N sin(π/N) の単調性を示したい
$ \sin \frac{\pi}{N} = \sin\left( \frac{\pi}{N+1} + \frac{\pi}{N(N+1)} \right) = \sin \frac{\pi}{N+1} \cos \frac{\pi}{N(N+1)} + \cos \frac{\pi}{N+1} \sin \frac{\pi}{N(N+1)}
これより
$ N \sin \frac{\pi}{N} = N \sin \frac{\pi}{N+1} \cos \frac{\pi}{N(N+1)} + N \cos \frac{\pi}{N+1} \sin \frac{\pi}{N(N+1)}
$ = (N+1) \sin \frac{\pi}{N+1} - (N+1) \sin \frac{\pi}{N+1} + N \sin \frac{\pi}{N+1} \cos \frac{\pi}{N(N+1)} + N \cos \frac{\pi}{N+1} \sin \frac{\pi}{N(N+1)}
$ = (N+1) \sin \frac{\pi}{N+1} + N\left[ \left( \cos \frac{\pi}{N(N+1)} - (1+\frac1N) \right)\sin \frac{\pi}{N+1} + \left( \sin \frac{\pi}{N(N+1)} \right) \cos \frac{\pi}{N+1} \right]
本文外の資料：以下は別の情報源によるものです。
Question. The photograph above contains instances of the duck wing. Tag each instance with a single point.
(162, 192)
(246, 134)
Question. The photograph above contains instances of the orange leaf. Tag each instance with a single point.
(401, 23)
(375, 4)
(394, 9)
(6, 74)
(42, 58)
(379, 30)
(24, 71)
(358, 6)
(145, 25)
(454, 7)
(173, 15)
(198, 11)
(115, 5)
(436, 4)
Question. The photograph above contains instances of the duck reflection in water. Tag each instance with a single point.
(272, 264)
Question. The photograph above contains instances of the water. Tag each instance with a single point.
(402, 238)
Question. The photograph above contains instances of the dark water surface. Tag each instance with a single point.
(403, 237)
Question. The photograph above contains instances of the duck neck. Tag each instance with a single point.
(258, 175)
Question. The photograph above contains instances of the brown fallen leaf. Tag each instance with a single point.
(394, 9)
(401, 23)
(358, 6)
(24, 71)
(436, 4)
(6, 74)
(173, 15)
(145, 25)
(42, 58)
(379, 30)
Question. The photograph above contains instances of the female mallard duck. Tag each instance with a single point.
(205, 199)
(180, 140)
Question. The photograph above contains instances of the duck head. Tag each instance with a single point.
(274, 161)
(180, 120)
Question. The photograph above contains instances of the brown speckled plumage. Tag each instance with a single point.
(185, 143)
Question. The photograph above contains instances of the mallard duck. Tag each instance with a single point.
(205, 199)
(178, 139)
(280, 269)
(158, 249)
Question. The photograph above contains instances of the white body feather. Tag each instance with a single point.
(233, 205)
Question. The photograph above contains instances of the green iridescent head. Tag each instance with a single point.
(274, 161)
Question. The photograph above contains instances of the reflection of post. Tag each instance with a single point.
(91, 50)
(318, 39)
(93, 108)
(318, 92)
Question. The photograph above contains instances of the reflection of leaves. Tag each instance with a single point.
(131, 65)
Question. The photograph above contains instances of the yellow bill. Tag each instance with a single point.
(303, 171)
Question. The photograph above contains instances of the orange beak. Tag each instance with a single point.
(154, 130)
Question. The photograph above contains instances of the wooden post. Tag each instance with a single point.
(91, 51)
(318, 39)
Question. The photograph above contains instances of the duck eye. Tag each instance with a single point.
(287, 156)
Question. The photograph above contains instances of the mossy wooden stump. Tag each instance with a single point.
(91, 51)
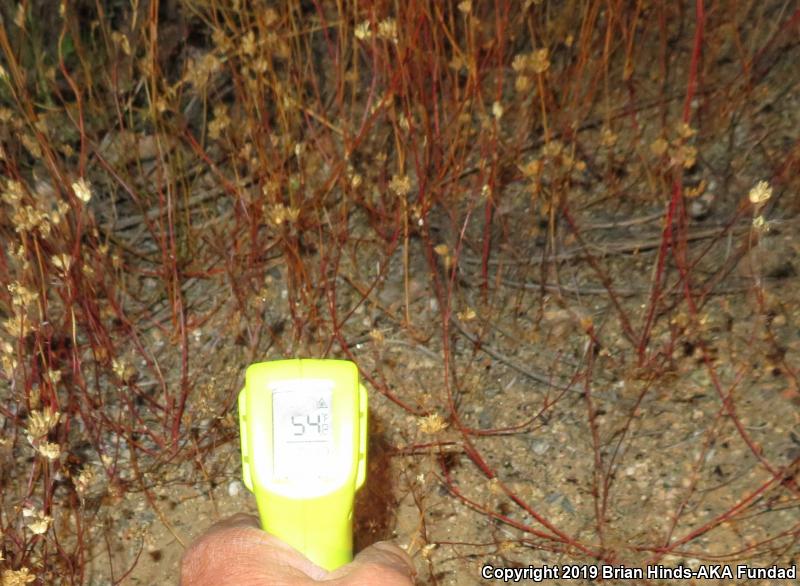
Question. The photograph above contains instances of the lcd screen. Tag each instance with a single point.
(302, 434)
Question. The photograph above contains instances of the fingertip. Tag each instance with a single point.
(387, 554)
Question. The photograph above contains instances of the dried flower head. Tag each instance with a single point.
(497, 110)
(41, 422)
(659, 146)
(36, 521)
(759, 195)
(401, 185)
(539, 60)
(467, 315)
(387, 29)
(82, 189)
(49, 450)
(362, 31)
(18, 577)
(62, 262)
(433, 423)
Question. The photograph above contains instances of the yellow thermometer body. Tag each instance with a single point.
(303, 428)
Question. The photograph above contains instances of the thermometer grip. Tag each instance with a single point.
(320, 528)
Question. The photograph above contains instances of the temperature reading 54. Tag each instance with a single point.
(315, 425)
(302, 430)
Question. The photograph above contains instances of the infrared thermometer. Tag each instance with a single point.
(303, 428)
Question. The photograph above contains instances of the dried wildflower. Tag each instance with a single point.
(121, 40)
(433, 423)
(696, 191)
(18, 325)
(522, 83)
(41, 422)
(21, 295)
(270, 16)
(608, 138)
(539, 60)
(400, 185)
(82, 190)
(122, 369)
(760, 193)
(685, 131)
(18, 577)
(520, 63)
(659, 146)
(497, 110)
(62, 262)
(221, 122)
(387, 29)
(760, 224)
(49, 450)
(249, 44)
(36, 521)
(685, 155)
(467, 315)
(362, 31)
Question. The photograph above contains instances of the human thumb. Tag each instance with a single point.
(381, 563)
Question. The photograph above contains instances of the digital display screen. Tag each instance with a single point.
(302, 429)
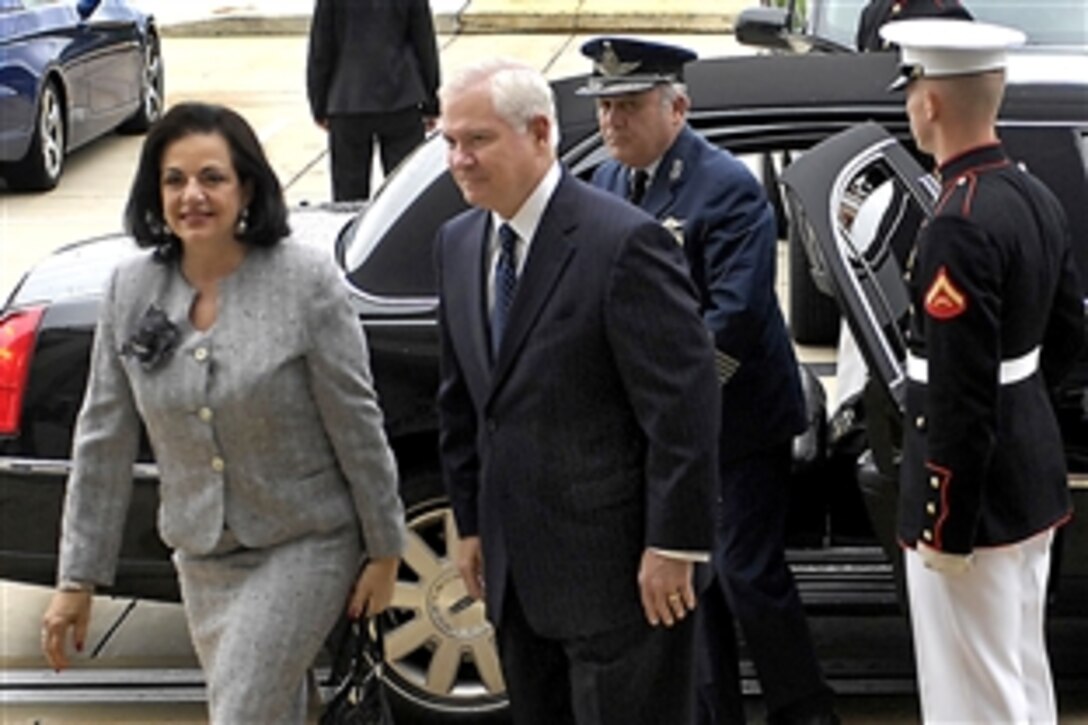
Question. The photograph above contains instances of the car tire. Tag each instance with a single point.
(442, 660)
(151, 90)
(814, 317)
(40, 169)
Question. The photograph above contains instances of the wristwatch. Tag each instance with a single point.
(73, 586)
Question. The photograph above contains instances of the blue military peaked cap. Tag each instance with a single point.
(627, 65)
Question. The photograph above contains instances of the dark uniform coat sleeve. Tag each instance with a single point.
(718, 212)
(993, 292)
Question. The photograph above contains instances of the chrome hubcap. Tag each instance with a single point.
(440, 647)
(51, 127)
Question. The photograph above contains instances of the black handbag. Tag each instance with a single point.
(359, 697)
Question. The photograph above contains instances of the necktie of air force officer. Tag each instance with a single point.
(506, 282)
(638, 189)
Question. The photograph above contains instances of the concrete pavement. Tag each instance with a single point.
(226, 17)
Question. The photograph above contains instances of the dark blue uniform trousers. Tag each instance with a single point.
(749, 578)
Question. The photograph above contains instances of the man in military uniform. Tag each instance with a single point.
(719, 212)
(997, 318)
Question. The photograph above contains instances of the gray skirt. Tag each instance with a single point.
(258, 618)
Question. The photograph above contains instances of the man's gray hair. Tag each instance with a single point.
(519, 91)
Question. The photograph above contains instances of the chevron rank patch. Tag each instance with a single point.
(943, 299)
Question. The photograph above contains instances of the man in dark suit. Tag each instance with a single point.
(579, 417)
(997, 320)
(720, 218)
(878, 12)
(372, 75)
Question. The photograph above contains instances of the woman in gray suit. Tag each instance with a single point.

$ = (N+1) \sin \frac{\pi}{N+1} + N K \sin\left( \frac{\pi}{N+1} + \theta \right)
ここで
$ \left( \cos\frac{\pi}{N(N+1)} - ( 1 + \frac1N ) ,\ \sin\frac{\pi}{N(N+1)} \right) = K (\cos\theta,\sin\theta) と置いた
これは
$ \left( \cos\frac{\pi}{N(N+1)} ,\ \sin\frac{\pi}{N(N+1)} \right) - \left( 1 + \frac1N ,\ 0 \right) より第2象限の角
これと
$ \left( \sin\frac{\pi}{N+1} ,\ \cos\frac{\pi}{N+1} \right) のなす角が直角よりも大きい?
$ \left( -\cos\frac{\pi}{N+1} ,\ \sin\frac{\pi}{N+1} \right) よりもちょっと下?